L'attaque dure presque trois minutes avant que les malfaiteurs prennent la fuite à scooter. Le bijoutier s'empare ensuite d'un revolver et ouvre le feu, depuis sa boutique, à trois reprises en direction des fuyards. Anthony Asli, 19 ans, est mortellement touché dans le dos et s'effondre rue d'Italie. 

Le bijoutier niçois, d'origine libanaise, Stephan Turk est mis en examen pour homicide involontaire. 

Il bénéficie à l'époque d'une vague de soutien sur les réseaux sociaux, comptabilisant 1,6 millions de "J'aime" sur Facebook. Ce braquage très médiatisé avait soulevé des questions sur le cadre de la légitime défense, rapidement écartée par la justice au vu des circonstances. 

Le premier procès du braqueur présumé

En première instance, Ramzi  Khachroub, jeune habitant de Carros, a nié avoir pris part au braquage, expliquant qu'il était chez sa copine le matin des faits.
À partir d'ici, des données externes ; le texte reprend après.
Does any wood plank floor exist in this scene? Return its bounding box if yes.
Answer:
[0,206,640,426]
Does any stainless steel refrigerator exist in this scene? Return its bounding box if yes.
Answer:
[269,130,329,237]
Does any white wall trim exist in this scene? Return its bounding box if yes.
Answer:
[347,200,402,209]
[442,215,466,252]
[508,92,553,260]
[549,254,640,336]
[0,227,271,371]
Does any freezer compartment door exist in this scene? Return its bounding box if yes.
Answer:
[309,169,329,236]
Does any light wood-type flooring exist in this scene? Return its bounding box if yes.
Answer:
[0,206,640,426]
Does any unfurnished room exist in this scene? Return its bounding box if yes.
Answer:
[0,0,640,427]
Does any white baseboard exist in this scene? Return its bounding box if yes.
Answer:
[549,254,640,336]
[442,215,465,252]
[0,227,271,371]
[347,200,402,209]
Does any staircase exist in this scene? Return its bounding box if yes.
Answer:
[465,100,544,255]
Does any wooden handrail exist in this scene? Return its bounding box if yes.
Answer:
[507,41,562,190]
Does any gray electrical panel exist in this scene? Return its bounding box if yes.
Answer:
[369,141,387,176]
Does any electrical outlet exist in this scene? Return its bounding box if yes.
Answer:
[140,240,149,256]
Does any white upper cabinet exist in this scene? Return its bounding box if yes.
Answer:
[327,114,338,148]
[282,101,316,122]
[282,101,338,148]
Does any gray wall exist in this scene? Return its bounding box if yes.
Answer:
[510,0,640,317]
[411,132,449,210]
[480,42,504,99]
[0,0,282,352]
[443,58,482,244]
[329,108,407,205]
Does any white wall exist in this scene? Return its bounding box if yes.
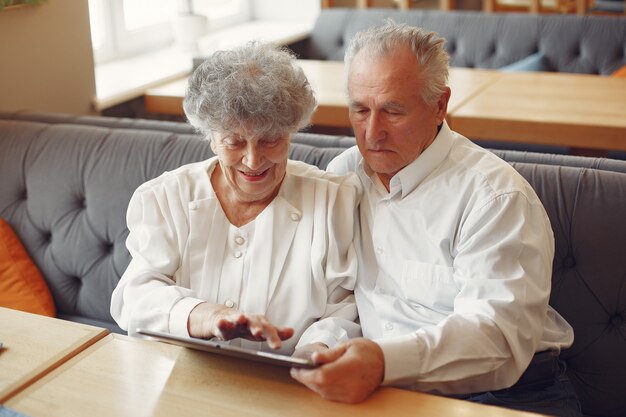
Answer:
[0,0,96,114]
[250,0,322,21]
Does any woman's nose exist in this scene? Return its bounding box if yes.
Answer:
[243,143,263,170]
Il avait refusé toute expertise psychologique et psychiatrique. Son empreinte génétique avait pourtant été retrouvée sur un bidon d'eau de javel qui avait servi à effacer toute trace sur le scooter. 

Il comparait en appel pour vol avec arme et recel provenant d'un vol, au côté d'un complice présumé, acquitté en première instance. Un autre habitant de Carros à qui il est reproché d'avoir fourni une cagoule et des gants à Anthony Asli, l'homme décédé.
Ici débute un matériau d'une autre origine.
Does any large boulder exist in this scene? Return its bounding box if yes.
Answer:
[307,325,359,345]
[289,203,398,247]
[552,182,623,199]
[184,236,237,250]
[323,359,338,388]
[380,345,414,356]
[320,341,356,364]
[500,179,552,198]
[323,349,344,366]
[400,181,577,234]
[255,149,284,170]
Le bijoutier une nouvelle fois partie civile avant son procès pour meurtre

Stephan Turk, le bijoutier bientôt âgé de 70 ans et qui n'a pas repris d'activité, est attendu à Aix-en-Provence une nouvelle fois en qualité de victime. 

Son avocat, Franck De Vita le dit "fatigué par un interminable parcours judiciaire". Il n'assistera pas à la totalité du procès en appel. En première instance, le bijoutier n'avait pas pu être affirmatif sur l'identité de l'accusé, casqué et cagoulé. 

Du 28 mai au 1er juin, Stephan Turk, comparaîtra cette fois en tant qu'accusé devant la cour d'assises de Nice. Il sera jugé pour l'homicide volontaire du braqueur de 19 ans, passager du scooter le 11 septembre 2013.